Normalerweise hätte Freeman irgendeinen wichtigen Termin in der Bank vorschieben können. Das verbot sich jedoch von selbst, da der alte Miller über alles in der Bank informiert war. Und etwas anderes wollte ihm nicht einfallen, so sehr er sich auch bemühte.
Es gab nur eine Möglichkeit — Archie Ballister mußte verschwinden. Aber wenn er sich weigerte?
Dann mußte er es mit Gewalt versuchen. Ueberhaupt, warum nicht gleich mit Gewalt. War es nicht das beste Mittel, den unbequemen Mitwisser von früher loszuwerden? Solange Archie lebte, bestand die Gefahr, daß er bei der Polizei etwas über Randolph Freemans Vergangenheit ausplauderte. Nie würde Freeman sich richtig freifühlen können.
Und Freeman stand am Fenster und überlegte, wo man wohl einen Leichnam so verstecken konnte, daß die Polizei ihn nicht fand.
Währenddessen lief Archie im Keller ruhelos auf und ab. Es war empfindlich kalt hier unten. Erst hatte er Freiübungen gemacht, dann den Whisky ausgetrunken. Jetzt rannte er hin und her wie ein gefangener Löwe im Käfig. Er rauchte so viel, daß er schon Angst hatte, die Feuerwehr würde kommen.
Von dem schmalen Kellerfenster aus konnte er, wenn er sich auf den Tisch stellte, den Kiesplatz vor dem Haus sehen. Freeman hatte wenigstens den Chevrolet beseitigt. Das Fenster hatte den Vorteil, daß er jeden Besucher sehen konnte, der zum Haus kam, denn das Gebäude lag am Ende einer Sackstraße. Er sah den alten Miller kommen und wieder abfahren, dann rührte sich nichts mehr im Park, der grau und trüb im Nebel dalag.
Archie Ballister zog den Revolver aus der Tasche und entsicherte ihn. Nachdenklich spielte er mit dem Abzugshebel. Er hatte noch fünf Schuß — vor wenigen Tagen waren es noch sechs gewesen. Dann war die Sache in Dover passiert, und er hatte abgedrückt. Raubmord sagte man dazu.

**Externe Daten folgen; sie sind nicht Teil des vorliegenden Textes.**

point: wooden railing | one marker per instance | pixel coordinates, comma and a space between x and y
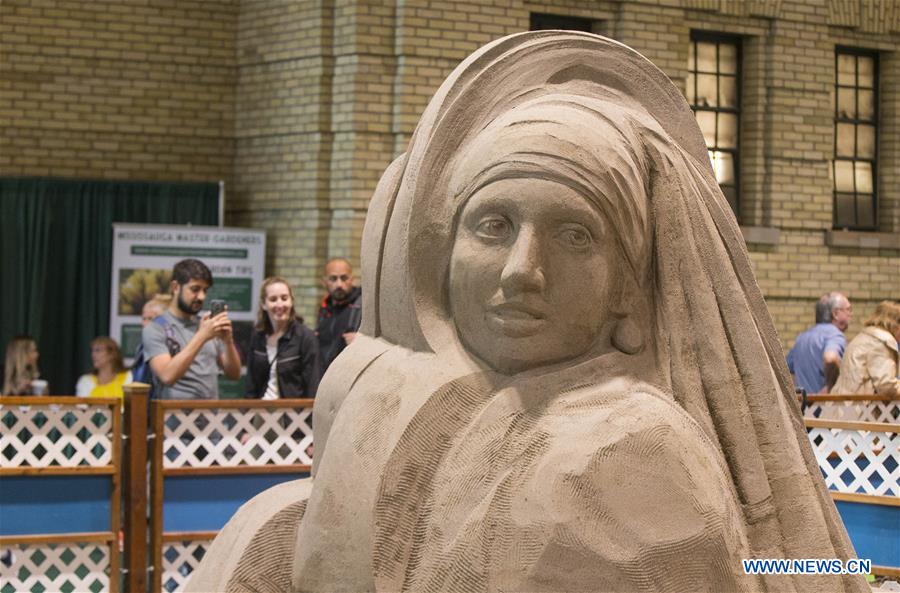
206, 458
60, 507
855, 440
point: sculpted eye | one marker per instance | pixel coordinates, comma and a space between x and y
575, 237
493, 227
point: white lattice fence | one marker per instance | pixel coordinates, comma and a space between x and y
855, 411
54, 567
236, 437
51, 435
858, 461
180, 559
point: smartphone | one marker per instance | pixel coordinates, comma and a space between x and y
216, 306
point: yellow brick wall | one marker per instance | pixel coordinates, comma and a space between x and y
117, 89
300, 106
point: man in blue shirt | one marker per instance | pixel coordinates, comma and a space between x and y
815, 359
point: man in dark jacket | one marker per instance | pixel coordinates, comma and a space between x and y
340, 313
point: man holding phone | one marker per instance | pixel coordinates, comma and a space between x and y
187, 349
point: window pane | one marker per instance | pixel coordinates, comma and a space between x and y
865, 211
845, 210
866, 71
723, 165
844, 140
727, 136
728, 58
727, 91
864, 177
707, 121
846, 69
866, 105
706, 56
706, 90
847, 103
843, 176
865, 141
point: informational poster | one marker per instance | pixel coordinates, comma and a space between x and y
143, 257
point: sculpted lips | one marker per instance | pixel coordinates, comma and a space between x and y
515, 319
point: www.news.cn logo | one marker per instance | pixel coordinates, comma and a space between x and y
807, 566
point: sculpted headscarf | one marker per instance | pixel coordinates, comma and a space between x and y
715, 344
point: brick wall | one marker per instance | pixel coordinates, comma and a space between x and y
117, 90
300, 106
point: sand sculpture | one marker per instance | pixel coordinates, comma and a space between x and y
567, 378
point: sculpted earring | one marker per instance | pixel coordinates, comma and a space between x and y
627, 336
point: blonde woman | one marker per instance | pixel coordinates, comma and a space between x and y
154, 308
109, 373
21, 366
871, 360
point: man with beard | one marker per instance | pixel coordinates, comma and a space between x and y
340, 313
185, 350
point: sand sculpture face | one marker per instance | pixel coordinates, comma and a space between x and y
530, 274
575, 385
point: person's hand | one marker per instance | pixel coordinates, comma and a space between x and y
215, 327
223, 328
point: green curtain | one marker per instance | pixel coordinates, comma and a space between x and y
56, 258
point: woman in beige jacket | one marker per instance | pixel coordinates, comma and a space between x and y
871, 361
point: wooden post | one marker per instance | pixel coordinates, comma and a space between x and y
135, 486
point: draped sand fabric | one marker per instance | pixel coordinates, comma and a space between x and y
652, 459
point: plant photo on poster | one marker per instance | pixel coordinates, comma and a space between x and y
137, 286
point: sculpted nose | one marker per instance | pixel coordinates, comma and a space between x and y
524, 271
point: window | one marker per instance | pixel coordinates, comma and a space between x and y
714, 93
855, 139
541, 22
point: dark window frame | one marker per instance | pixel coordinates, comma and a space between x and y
855, 121
540, 21
693, 74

Immerhin blieben ihm noch fünf Schuß. Das war eine ganze Menge für einen verzweifelten und zu allem entschlossenen Mann. Vielleicht konnte er sich damit das Geld besorgen, das er brauchte, um weiterzukommen. Denn er hatte geblufft, als er Freeman das Bündel Dollarnoten vor die Füße geworfen hatte. Es war sein letztes Geld gewesen, und das waren keine hundert Dollar. Der Raubmord in Dover hatte sich nicht gelohnt.